Labor Policy, the Real Trump Agenda Has Yet to StartTHE PRESIDENT'S MOVES ARE GENERALLY ANTI LABOR AND SPECIFICALLY ANTI OBAMA, ACCORDING TO DAVIDE ZECCA'S ANALYSIS
"Up to now, Trump's labor policy, understood in the sense of union relations and industrial policy, has not been dictated by any agenda, but rather by the desire to cut back on what Obama had done". Davide Zecca, Professor of Public Law and Constitutional Law, reinforces the analysis by recalling some of the cases in which the presidency has intervened in relations between employers and employees, either soliciting measures from the Department of Labor or shaping the composition of federal courts and agencies with his own appointments.

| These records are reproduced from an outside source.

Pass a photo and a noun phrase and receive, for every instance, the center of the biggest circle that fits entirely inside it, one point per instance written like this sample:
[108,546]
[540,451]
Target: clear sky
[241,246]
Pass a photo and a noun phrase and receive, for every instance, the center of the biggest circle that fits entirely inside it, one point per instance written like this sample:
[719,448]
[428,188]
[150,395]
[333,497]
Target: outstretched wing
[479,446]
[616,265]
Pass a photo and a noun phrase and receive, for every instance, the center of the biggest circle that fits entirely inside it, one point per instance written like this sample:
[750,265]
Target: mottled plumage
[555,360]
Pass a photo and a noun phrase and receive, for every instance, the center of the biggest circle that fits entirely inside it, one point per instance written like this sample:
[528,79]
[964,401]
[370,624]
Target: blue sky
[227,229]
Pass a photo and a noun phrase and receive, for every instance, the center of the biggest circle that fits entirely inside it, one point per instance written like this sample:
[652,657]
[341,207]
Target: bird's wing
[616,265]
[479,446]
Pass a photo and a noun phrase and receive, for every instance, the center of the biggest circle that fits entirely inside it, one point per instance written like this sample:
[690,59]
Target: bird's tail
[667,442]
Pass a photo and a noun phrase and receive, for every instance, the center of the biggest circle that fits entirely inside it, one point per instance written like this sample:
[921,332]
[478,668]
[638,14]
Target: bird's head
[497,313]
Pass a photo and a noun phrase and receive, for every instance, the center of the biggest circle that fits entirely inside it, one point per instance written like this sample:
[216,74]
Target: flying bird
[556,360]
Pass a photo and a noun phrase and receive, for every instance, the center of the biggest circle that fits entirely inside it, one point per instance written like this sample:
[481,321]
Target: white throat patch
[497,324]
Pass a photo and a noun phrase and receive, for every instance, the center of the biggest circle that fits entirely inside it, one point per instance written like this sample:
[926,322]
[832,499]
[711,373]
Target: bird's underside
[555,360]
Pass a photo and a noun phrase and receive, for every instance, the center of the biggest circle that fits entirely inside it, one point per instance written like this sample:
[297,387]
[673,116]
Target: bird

"Through an administrative regulation, for example, Trump has reformed the Overtime Rule, the norm that regulates overtime pay and indicates the wage threshold beyond which it is not due: in 2004 Bush had set it at $455 a week, Obama had increased it to $913 in his first term, but his decision was brought to courts and now the threshold is set at $684. As for Trump's direct influence on the Supreme Court, I am thinking of the Janus v. AFSCME ruling in which the justice appointed by the White House, Neil Gorsuch, was decisive in defining for public employees the non-legitimacy of deductions on wages to pay for union dues in the case of unregistered members".

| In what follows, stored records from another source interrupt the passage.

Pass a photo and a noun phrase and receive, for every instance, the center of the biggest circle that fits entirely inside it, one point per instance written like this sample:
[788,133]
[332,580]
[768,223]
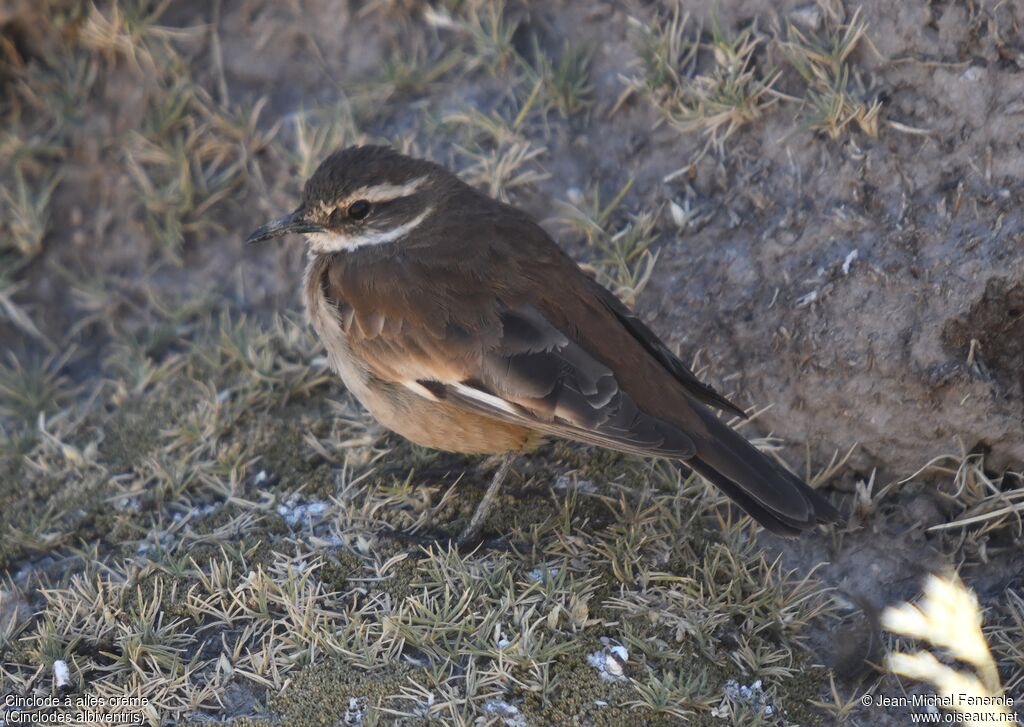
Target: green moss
[318,695]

There are also cases of interventions to reshape quasi-judicial bodies, such as the NLRB, the National Labor Relations Board. "We can recall, in recent times, the SuperShuttle case that has reclassified workers in the gig economy as "contractors", thus depriving them of the protections afforded by status of employees", continues the academic.

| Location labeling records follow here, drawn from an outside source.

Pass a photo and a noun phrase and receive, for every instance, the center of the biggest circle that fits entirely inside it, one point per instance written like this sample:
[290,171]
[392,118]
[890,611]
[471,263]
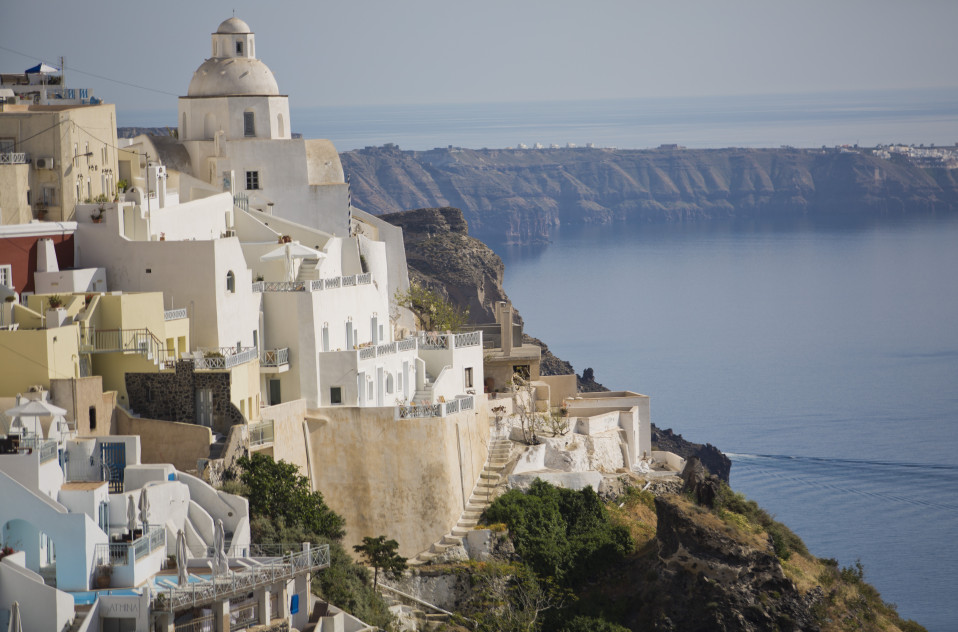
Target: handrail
[261,433]
[197,594]
[313,285]
[274,357]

The current job crisis falls into this context; Congress has responded by approving the CARES Act, which includes various measures to support the unemployed (for example, the duration of unemployment benefits has been extended to 39 weeks). "The behavior of the Trump administration in recent weeks has alternated popular interventions, such as the $600 federal weely subsidy paid to a large swath of the population, and more questionable ones, such as the decision to suspend the visa program for foreign workers until the end of December”, explains Zecca. “All this acting mainly in an indirect manner rather than with explicit Congressional provisions, also in order not to compromise too much the relationship with the many voters among the blue collars. If he were to be re-elected, however, I expect Trump's action to become more proactive and take the form of a real agenda".